Depuis, les opérations israéliennes au Liban ont fait 4.057 morts, selon le dernier bilan, samedi, du ministère libanais de la Santé.

L'armée israélienne a annoncé pour sa part qu'un de ses soldats avait été tué samedi dans le sud du Liban, portant à 36 le nombre de ses pertes depuis le début du conflit. Elle a précisé samedi que ses troupes ne mèneraient "pas de frappes proactives", mais qu'elles opéreraient "de manière défensive" au sein de la bande territoriale du sud du Liban occupée par Israël.

Avant son départ pour la Suisse, le vice-président américain a assuré que la situation "s'améliore" au Liban.

"Le gros problème, c'est que vous allez avoir quelqu'un qui va commencer à tirer et ensuite quelqu'un va répondre, et donc vous avez en quelque sorte ce problème de l'oeuf et de la poule où il faut réussir à arrêter les tirs suffisamment longtemps pour que le cessez-le-feu tienne, c'est ce qu'on essaie de faire", a-t-il dit.

- Ormuz fermé -

Après les nouveaux affrontements au Liban, le commandement central de l'armée iranienne a annoncé que "le détroit d'Ormuz serait fermé au trafic maritime", une "première mesure en réponse à la violation des engagements par l'ennemi". Il a menacé "d'autres mesures" si nécessaire "pour contraindre l'ennemi à respecter ses obligations".

La réouverture du détroit a constitué l'un des points clés du protocole d'accord américano-iranien.

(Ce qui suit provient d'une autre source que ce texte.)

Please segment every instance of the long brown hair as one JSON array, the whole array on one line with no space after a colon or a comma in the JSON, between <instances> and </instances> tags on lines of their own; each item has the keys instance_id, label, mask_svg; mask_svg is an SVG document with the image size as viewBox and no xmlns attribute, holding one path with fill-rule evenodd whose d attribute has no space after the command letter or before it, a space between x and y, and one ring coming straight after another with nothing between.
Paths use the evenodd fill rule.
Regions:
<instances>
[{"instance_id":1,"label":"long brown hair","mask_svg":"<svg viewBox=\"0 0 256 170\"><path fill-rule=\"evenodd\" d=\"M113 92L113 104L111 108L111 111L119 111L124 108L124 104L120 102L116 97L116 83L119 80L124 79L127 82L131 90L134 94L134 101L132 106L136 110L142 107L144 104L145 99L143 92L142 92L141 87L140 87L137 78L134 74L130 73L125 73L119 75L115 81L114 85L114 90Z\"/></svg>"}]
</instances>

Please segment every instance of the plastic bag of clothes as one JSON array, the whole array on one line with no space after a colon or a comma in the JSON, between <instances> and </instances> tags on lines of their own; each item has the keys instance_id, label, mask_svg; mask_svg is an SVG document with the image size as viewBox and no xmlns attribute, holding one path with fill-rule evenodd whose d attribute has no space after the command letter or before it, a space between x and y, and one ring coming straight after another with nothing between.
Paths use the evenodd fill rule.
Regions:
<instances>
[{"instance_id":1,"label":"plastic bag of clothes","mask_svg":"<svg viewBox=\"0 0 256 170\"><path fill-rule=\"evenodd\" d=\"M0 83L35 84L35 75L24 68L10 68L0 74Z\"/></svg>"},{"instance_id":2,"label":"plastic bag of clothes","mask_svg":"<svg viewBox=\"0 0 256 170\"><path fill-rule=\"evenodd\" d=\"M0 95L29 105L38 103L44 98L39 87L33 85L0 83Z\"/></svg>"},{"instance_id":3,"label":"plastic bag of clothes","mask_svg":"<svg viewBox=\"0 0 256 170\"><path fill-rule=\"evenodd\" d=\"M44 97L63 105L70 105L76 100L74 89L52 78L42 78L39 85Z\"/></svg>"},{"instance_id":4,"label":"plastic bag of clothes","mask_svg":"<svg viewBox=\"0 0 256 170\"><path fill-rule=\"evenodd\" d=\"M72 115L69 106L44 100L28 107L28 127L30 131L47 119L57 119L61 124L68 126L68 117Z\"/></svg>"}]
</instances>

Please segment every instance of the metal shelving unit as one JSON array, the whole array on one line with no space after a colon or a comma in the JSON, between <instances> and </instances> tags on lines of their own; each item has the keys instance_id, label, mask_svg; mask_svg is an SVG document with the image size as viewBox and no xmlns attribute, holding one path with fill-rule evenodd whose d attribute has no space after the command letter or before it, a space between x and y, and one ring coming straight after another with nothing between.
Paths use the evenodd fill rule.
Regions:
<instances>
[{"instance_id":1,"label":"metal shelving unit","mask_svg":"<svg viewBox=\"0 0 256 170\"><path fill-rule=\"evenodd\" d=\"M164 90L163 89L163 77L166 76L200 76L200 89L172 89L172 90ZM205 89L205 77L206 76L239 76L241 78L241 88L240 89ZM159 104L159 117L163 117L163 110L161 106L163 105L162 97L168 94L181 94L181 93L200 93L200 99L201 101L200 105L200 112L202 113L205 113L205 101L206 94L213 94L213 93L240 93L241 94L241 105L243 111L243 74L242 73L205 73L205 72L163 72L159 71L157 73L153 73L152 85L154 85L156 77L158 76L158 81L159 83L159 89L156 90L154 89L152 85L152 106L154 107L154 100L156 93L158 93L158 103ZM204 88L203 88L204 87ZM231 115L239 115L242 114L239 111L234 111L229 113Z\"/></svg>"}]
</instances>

L'Iran avait verrouillé au début de la guerre cette voie maritime stratégique par laquelle transitaient auparavant quelque 20% des hydrocarbures mondiaux, provoquant une flambée des cours du pétrole.

Après l'annonce par l'Iran de sa nouvelle fermeture, le commandement américain pour le Moyen-Orient (Centcom) a indiqué que ses forces demeuraient "vigilantes". Selon lui, 55 navires marchands ont franchi le détroit de manière sûre samedi.

Téhéran a également évoqué la possible mise en place de "frais" de service maritime pour les navires voulant y transiter. Le président américain Donald Trump a lui aussi menacé d'appliquer un péage dans le détroit en cas d'échec des discussions avec l'Iran.